How about just having a "safe" word. Tell her beforehand you are going to try different things. If she dislikes it or wants you to stop tell her to say the word "sailboat" and you will move on to something else.

This way you can still experiment and she only has to utter one word unrelated to sex.


----------



## Jellybeans (Mar 8, 2011)

arbitrator said:


> But here's a question of a different wrinkle


I love this phrase and I'm going to start using it all the time now. 



arbitrator said:


> Let's say that you've been dating someone and have not yet gotten sexual with them. Should you just let things proceed and then just act accordingly, probably doing some very vanilla sex on the alpha round, or should you broach the subject with her prior to the sexual point of inevitability, finding out each others likes and dislikes before ever taking your clothes off in front of each other?
> 
> Sad as it is to say, I mean that there is a slim minority women who just don't want to receive or give oral, and contingently, that could be a serious dealbreaker for a lot of gals as well as guys![/COLOR][/B]

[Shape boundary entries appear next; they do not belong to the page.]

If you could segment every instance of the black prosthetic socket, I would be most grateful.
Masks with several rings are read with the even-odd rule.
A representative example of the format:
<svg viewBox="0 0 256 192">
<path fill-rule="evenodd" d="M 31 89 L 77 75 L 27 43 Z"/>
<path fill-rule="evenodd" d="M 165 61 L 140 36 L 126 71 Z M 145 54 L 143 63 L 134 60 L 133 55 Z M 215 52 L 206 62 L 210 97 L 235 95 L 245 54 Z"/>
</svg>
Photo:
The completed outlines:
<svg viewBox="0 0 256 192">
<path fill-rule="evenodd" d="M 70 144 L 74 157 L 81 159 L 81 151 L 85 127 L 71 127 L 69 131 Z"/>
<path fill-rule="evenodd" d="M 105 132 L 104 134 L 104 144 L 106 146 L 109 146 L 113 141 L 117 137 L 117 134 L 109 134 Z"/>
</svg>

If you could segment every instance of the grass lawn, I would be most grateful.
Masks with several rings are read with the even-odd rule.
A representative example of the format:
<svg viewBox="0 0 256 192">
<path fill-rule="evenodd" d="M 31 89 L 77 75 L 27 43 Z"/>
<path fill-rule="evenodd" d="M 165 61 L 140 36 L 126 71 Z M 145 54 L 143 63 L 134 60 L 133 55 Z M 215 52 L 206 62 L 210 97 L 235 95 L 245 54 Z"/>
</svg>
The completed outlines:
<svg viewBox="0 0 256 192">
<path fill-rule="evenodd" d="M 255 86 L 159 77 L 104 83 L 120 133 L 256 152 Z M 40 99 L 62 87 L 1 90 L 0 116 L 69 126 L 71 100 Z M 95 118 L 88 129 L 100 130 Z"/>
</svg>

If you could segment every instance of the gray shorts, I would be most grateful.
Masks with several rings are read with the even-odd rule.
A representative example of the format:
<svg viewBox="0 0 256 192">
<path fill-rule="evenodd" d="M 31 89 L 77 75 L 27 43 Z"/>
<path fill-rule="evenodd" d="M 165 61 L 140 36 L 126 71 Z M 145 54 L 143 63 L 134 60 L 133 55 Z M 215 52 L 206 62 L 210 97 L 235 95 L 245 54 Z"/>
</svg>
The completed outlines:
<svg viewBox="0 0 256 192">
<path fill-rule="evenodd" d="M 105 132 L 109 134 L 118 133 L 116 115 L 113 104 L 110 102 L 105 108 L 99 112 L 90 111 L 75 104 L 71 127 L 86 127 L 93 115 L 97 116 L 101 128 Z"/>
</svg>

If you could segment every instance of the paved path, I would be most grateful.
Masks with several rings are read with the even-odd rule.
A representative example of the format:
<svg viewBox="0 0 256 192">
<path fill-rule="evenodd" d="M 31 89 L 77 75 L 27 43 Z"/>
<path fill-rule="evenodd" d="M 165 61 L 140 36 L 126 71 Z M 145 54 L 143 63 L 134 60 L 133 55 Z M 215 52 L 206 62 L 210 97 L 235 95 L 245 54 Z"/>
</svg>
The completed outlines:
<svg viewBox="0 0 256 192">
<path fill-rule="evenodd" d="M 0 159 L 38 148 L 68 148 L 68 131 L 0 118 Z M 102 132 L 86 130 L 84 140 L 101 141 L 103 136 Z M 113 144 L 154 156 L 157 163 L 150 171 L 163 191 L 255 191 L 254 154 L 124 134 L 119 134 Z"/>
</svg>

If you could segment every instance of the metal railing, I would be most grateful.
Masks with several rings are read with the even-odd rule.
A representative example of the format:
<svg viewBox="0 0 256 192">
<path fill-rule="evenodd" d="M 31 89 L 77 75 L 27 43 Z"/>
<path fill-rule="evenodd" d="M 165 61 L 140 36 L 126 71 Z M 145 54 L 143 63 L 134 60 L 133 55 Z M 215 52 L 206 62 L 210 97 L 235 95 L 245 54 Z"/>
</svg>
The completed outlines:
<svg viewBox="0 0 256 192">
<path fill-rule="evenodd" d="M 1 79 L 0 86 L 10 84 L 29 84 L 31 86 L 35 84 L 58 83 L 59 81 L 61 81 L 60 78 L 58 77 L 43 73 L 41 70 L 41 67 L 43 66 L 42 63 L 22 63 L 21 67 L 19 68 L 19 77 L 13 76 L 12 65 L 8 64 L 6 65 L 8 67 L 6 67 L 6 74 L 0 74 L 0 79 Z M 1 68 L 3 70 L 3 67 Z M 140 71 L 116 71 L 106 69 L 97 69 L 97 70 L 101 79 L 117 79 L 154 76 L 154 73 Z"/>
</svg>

Hmm... I say go with it organically. If you find out you're not compatible, cut loose. OR, you could have the conversation first. Saying and don't aren't the same though. I guess it depends on what you feel most comfortable with...



richardsharpe said:


> Good evening jellybeeans
> Yes I've tried. I always get a "you always know what I want" (which is patently untrue). She clearly still (after 25 years) has some very strong hang-ups about sex.


Tell her that you really don't and you can't read her mind. Say "Show me." 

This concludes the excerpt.